JAKARTA, BEO.CO.ID – Lembaga peradilan diujung tanduk, pasalnya baru – baru ini ada 2 hakim agung menjadi tersangka KPK, yaitu Sudrajad Dimyati dan Gazalba Saleh. Akibat peristiwa tersebut, sejumlah pakar hukum mendesak presiden Joko Widodo (Jokowi) melakukan reformasi hukum secara total.
“Presiden harus mempunyai perhatian khusus di bidang hukum. Ini harus seimbang antara politik dan ekonomi. Tetapi hukum harus diperhatikan, terutama di kala sekarang ini kepercayaan publik sudah dapat dipastikan berkurang,” kata mantan hakim agung Gayus Lumbuun kepada wartawan, Minggu (20/11/2022) dilansir dari laman news.detik.com.
Bahkan Gayus menilai, penangkapan hakim agung salah satu bukti bahwa budaya hukum serta moral penengak hukum di indonesia semakin memburuk.

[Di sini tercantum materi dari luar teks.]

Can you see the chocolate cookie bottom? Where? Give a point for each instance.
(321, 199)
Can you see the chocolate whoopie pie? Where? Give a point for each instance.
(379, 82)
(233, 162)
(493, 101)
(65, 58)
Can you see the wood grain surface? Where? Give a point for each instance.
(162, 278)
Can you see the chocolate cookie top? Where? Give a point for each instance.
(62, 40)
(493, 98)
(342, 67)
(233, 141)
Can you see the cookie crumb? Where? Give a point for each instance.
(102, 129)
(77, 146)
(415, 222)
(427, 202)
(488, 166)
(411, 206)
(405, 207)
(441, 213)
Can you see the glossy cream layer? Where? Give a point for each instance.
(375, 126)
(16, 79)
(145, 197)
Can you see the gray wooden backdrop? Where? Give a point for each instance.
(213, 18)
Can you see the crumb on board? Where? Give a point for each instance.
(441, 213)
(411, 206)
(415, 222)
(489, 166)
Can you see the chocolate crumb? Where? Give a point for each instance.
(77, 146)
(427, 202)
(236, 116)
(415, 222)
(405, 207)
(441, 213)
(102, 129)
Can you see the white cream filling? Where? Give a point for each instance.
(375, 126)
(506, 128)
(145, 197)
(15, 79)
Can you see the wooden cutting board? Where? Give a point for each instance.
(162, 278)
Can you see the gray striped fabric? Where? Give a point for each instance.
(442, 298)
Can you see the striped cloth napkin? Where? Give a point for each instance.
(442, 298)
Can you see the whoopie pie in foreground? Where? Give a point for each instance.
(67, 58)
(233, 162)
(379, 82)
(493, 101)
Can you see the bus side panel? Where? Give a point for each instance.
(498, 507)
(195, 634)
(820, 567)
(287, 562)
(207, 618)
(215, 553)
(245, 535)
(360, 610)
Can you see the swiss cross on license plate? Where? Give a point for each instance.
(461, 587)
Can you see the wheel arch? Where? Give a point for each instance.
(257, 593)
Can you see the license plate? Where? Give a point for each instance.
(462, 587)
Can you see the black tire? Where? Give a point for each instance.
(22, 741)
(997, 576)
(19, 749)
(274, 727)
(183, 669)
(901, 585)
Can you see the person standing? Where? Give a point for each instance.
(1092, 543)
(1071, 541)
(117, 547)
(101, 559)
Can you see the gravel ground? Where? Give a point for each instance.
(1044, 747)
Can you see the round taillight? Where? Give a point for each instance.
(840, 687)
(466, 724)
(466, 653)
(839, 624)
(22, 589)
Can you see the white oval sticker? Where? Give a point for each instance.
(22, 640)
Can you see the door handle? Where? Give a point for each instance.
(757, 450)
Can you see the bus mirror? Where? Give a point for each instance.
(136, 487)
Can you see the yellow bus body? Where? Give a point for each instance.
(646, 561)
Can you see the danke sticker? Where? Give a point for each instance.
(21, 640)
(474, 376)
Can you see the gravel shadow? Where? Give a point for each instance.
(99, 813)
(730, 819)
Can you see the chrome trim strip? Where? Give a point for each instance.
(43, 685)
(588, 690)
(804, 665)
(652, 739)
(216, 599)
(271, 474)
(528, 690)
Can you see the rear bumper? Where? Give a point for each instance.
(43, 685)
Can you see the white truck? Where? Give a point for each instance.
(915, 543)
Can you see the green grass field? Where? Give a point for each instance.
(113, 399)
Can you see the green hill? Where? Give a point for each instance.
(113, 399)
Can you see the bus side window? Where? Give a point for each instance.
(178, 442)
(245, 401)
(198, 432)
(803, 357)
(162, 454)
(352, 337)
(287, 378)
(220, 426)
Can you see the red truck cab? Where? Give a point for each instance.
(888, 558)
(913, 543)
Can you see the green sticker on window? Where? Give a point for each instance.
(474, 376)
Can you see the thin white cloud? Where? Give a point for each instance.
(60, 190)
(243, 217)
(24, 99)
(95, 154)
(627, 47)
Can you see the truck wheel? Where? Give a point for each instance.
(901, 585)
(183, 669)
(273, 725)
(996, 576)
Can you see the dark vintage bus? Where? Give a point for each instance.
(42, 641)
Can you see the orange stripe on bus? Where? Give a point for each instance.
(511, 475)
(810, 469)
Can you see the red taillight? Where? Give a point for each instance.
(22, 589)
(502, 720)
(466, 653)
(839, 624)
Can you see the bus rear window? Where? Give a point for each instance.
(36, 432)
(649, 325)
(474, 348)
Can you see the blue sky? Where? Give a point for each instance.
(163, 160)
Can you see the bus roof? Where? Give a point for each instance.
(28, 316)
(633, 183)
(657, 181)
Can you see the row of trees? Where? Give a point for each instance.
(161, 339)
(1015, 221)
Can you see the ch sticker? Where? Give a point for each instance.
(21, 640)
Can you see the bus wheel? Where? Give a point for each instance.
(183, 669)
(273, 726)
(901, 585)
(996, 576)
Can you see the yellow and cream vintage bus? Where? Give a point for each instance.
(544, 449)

Tinggal Gazalba Saleh menunggu pengumuman statusnya dari KPK, dilakukan penahanan atau tidak.
“Saya mengusulkan sudah lama sekali, untuk adanya perbaikan peradilan ini. (Akan tetapi) tidak bisa kita mengisi air kotor ini dengan air bersih. Buang dulu air kotornya,” kata Gayus Lumbuun.
Secara tegas dia mengatakan upaya melakukan perombakan di tubuh Mahkamah Agung (MA) sebagai landasan peradilan kasasi dan tempat final yang mengadili sengketa. Menurutnya dalam pembenahan hukum ditanah air terkesan masih setengah hati. Bahkan dirinya mendorong reformasi birokrasi lembaga peradilan dalam pembenahan secara totalitas.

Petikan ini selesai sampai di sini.